Bill McClard

No. 10, 19
- Position: Placekicker

Personal information
- Born: October 15, 1949 (age 76) Purcell, Oklahoma, U.S.
- Listed height: 5 ft 10 in (1.78 m)
- Listed weight: 202 lb (92 kg)

Career information
- High school: Norman (OK)
- College: Arkansas
- NFL draft: 1972: 3rd round, 61st overall pick

Career history
- San Diego Chargers (1972); New Orleans Saints (1973–1975);

Awards and highlights
- 2× First-team All-American (1970, 1971);

Career NFL statistics
- Field goals: 26
- Field goal attempts: 51
- Field goal %: 51
- Field goal long: 52
- Stats at Pro Football Reference

= Bill McClard =

American football player (born 1950)

Bill W. McClard (born October 15, 1950) is an American former professional football player who was a placekicker in the National Football League (NFL). He played college football for the Arkansas Razorbacks, where he was named American Football Coaches Association All-America after the 1970 season and by The Sporting News in 1971. He kicked a then-NCAA record 60-yard field goal in 1970. This was only about one week before Tom Dempsey, with his half-foot, kicked the first 60+-yard field goal in the NFL. Both were responsible for changes in rules regarding returning field goal attempts.

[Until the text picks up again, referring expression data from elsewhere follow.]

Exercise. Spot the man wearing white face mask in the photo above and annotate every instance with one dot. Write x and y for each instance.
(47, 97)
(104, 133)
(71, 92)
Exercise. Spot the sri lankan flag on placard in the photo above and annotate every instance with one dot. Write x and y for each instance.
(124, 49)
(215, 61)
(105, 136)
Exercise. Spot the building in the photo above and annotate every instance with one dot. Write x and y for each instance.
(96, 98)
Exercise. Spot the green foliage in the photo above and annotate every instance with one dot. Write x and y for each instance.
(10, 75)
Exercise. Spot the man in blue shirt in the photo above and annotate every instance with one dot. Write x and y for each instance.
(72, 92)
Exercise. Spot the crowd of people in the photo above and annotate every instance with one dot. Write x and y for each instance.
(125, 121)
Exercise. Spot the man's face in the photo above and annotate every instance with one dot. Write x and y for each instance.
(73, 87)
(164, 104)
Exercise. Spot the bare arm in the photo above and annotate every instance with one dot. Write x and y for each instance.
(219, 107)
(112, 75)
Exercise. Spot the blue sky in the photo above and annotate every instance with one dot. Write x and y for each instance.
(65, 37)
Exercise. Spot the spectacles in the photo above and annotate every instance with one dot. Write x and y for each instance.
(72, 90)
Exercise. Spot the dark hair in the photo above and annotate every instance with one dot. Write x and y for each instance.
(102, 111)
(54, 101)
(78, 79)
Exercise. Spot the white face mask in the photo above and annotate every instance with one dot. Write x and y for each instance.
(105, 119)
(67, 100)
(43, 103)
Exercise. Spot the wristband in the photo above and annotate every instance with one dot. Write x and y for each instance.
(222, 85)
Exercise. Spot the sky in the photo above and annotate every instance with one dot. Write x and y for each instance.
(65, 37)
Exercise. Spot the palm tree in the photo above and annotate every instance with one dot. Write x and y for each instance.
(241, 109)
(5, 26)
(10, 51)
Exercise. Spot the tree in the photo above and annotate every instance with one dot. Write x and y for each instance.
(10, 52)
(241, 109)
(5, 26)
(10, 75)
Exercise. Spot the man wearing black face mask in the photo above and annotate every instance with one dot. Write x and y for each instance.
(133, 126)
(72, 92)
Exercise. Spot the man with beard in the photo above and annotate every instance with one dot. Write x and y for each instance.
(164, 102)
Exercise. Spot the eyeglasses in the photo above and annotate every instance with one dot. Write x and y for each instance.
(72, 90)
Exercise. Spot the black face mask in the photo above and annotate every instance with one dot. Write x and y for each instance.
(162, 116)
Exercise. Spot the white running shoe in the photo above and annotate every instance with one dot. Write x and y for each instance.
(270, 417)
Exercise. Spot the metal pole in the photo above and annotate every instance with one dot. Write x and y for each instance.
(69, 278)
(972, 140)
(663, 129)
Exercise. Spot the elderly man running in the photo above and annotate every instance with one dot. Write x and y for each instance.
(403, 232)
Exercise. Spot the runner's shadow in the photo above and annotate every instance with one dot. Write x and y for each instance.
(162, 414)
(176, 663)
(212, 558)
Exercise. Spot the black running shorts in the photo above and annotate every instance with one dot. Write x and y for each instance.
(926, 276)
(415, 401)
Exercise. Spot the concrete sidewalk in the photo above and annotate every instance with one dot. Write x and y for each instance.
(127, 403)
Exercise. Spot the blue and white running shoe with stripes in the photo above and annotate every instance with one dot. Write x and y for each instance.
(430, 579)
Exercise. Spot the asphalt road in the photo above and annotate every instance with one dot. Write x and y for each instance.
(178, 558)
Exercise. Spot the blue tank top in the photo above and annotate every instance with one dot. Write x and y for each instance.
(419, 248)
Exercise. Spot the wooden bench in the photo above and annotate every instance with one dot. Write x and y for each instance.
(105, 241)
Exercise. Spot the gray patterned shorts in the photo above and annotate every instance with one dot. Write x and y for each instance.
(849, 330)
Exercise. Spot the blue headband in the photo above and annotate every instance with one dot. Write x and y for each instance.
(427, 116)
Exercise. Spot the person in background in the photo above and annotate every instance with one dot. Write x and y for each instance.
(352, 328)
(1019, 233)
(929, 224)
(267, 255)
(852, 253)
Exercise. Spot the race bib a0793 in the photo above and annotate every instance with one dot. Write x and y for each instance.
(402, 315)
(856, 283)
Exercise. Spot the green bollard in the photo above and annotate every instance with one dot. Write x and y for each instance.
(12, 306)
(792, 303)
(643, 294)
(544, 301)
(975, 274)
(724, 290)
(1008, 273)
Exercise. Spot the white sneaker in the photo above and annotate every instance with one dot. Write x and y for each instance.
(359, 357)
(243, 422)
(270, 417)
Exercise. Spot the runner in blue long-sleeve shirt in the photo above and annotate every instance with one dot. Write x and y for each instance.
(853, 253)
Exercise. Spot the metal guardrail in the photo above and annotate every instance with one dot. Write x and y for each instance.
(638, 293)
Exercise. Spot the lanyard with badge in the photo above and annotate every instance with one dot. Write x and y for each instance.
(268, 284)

Out of college, McClard was selected in the third round of the 1972 NFL draft by the San Diego Chargers. He played one year for the Chargers, kicking two field goals during his rookie season. For the next three seasons, McClard played for the New Orleans Saints, where he was successful on 26 of 51 field goal attempts and 31 of 32 extra points.

Since retiring from football, McClard has been a commercial real estate broker in Rogers, Arkansas.